Might want to get yourself a solid carbide center drill. T15 cobalt would be
the next step down, and then M42. #4 is a good all around size (.125 for
CD's). Sometimes a bullet proof center drill will help to get through the
hard outer surface, and then you can drill easier with the finished size
drill. It also makes the hole location more accurate, and allows you to push
like hell with the finished size drill without worrying as much about the
drill walking or slipping off.

Cutting speed for drilling hardened 4130 (assuming Brinell Hardness around
275 or so) is 60 fpm, which translates to about 1800 rpm for the center drill
and about 600 rpm for the .375 drill. Feed is in the neighborhood of .0015
per rev for the center drill and about .005 per rev for the .375 drill. This
translates to 2.7 and 3 ipm, respectively.

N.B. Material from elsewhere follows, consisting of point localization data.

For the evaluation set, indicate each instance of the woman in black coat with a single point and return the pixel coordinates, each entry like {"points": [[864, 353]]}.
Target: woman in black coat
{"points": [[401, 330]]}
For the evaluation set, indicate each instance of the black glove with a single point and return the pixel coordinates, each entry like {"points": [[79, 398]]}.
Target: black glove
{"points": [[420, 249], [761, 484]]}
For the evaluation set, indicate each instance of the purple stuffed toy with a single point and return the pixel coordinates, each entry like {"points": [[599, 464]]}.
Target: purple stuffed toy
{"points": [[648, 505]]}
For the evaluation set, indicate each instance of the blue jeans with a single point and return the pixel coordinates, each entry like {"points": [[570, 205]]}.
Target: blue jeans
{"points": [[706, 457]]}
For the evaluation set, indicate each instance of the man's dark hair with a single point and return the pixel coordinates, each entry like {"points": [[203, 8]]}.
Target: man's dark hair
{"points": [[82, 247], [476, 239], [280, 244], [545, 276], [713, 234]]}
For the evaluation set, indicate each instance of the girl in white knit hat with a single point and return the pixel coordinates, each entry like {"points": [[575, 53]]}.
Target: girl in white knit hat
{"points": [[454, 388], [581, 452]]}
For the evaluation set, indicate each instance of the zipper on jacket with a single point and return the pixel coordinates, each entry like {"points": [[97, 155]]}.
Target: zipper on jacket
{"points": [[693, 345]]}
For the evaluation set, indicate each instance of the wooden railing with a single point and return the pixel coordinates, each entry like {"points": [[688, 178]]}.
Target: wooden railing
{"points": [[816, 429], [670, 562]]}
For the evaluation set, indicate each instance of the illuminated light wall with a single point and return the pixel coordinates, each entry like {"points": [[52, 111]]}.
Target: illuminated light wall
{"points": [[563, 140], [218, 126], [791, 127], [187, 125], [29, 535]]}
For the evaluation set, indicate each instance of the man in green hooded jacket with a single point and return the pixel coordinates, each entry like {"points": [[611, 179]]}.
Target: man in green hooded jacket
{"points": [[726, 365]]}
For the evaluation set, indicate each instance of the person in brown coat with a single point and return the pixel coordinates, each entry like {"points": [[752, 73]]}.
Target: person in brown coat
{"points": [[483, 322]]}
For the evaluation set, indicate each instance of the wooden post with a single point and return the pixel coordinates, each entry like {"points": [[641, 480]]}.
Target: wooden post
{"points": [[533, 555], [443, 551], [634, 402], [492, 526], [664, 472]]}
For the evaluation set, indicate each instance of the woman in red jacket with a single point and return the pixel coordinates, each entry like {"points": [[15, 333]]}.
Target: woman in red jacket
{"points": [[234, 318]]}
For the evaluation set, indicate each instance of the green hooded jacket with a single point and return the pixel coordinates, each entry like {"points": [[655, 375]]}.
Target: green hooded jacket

However, once you slam the textbook closed, and get out the hand drill, you
will find it difficult to apply enough pressure with the .375 drill to
actually get the optimum 3 ipm feed out of it. The result will be
insufficient chip depth, which will lead to work hardening, and then nothing
happens after that.

To avoid this, you need to slow the speed down to the point where you can
actually get the .005 thick chip going. One technique I use when drilling
hard shit with a hand held drill is to press as hard as possible, and then
slowly start increasing the speed until I hit that sweet spot where the steel
is peeling outta there like a hot snake, then maintain that speed and
pressure for as long as I can (this applies to the larger drills, not the
CD). You get a feel for it after a while. Same with using manual drill
presses. You set up the correct cutting speed, then you can feel when you hit
the right amount of pressure on the handle to keep the cutting going and not
work hardening. In that scenario, the problem is that you run out of hp
before you can reach the optimum amount of feed once you get past about a
.375 drill. Here again, you will be forced to slow down the cutting speed
below optimum to maintain the correct chip thickness without stalling the
drill motor. And again, this is in reference to cutting the harder materials
like 4130, 4340, 304, 15-5, etc.

If you have already work hardened the hell out of it, even a new carbide CD
will seemingly 'just bounce off'. In that case, get out the die grinder and a
small stone and grind through the hard outer material and into something you
can drill. Likewise, if you had a torch, you could anneal that area, if it
was something that didn't matter in terms of heat treat or hardness.

As a general rule, when drilling alloy steels and stainless, the worst thing
you can do is run the drill too fast and the feed too slow.

-j-


> >Help!   I find myself unable to drill a couple of little old holes in my
> >horizontal stabilizer spar tube.   The area to be drilled is in the
> >heat-affected zone of a completed MIG weld, and therefore pretty
> >hard to start with.  On top of that I've probably work hardened the
> >area more by my futile attempts to pilot drill it.   It just will
> >not drill!  Ultimately, I need to make 3/8" holes in these two spots,
> >completely through the tube, to install bushings for hinge bolts.
> >
> >Can somebody share their tricks for drilling holes in work-hardened
> >4130?
> >
> >Any suggestions that I use my welding torch on it will be to no avail.
> >I do not have a welding torch, just a MIG welder.